When discussing the business model of an online payment acceptance service, we do not mean your company's overall business strategy or monetisation approach. Instead, we ask: "Will your PSP aggregate payments for clients or purely facilitate transactions?"
For clarity, let's examine two primary models: "The Processor" and "The Aggregator."
The Processor
This model focuses exclusively on technical solutions. Typical services include seamless integration between online merchants and various payment methods, fraud protection, transaction security, reporting, and analytics.

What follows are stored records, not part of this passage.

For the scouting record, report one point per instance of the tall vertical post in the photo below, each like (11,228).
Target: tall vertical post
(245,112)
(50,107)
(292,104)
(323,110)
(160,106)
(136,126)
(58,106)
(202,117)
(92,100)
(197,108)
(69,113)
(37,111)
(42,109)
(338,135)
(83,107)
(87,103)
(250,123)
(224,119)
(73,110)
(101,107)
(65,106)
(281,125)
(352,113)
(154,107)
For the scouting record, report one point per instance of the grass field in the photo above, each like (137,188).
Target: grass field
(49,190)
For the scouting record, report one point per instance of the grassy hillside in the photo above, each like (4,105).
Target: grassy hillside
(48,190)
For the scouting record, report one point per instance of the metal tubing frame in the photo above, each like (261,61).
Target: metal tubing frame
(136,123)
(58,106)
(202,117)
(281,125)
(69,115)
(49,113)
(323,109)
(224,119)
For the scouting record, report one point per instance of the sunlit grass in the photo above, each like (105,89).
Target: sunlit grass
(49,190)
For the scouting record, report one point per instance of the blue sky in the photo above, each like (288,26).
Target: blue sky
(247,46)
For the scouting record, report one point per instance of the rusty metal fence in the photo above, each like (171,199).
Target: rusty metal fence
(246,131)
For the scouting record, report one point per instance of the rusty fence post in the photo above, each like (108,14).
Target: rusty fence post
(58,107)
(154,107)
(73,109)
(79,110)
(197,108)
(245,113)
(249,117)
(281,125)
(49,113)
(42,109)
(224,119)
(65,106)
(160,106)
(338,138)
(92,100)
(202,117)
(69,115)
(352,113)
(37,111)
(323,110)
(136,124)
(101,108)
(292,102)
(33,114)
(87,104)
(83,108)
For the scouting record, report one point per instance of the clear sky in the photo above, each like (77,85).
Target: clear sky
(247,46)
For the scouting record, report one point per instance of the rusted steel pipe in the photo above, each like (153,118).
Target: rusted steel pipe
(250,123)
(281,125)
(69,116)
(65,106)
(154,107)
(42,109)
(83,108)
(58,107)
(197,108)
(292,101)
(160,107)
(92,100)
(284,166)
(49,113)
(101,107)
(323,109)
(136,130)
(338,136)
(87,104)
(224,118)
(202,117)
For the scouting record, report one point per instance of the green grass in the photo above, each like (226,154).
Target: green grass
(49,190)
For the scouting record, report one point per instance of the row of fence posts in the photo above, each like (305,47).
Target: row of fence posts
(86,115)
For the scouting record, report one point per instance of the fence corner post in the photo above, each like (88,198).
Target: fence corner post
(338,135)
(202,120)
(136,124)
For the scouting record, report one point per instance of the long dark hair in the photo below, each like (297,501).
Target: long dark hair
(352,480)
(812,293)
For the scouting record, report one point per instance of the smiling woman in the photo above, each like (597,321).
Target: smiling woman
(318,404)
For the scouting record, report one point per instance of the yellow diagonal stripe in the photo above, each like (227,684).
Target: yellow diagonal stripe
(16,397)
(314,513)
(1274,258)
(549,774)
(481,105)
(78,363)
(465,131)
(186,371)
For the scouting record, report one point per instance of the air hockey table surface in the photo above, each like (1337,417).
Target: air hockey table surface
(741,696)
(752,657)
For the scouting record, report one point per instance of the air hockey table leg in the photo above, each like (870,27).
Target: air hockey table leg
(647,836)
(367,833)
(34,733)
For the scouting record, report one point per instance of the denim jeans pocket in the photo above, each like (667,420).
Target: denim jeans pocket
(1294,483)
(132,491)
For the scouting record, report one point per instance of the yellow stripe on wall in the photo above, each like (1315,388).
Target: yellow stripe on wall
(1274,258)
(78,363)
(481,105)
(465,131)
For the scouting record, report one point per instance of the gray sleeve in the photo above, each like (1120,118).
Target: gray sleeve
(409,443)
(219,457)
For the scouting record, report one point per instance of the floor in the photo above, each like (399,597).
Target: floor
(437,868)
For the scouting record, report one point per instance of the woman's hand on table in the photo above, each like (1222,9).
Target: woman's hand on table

Importantly, the Processor does not handle client funds directly. Transactions occur between merchants and payment systems, requiring merchants to individually register with each payment system they use.
The Aggregator
The Aggregator extends the Processor's role by providing financial services. It collects payments on behalf of merchants across multiple payment systems, consolidating these into a single payment sent directly to merchants.
If considering aggregation, keep in mind:
- Payment aggregation requires licensing (a Payment Institution or PI licence in the UK and EU; in some Eastern European countries, an NKFO licence).
- Obtaining a PI licence involves engaging with financial regulators in your company's registered jurisdiction.
- The licensing process typically takes between six months and one year.
- Aggregation complicates bookkeeping, financial reporting, and regular auditing per regulatory requirements.
In short, choosing an Aggregator model requires additional investment, time, and complexity compared to the Processor model.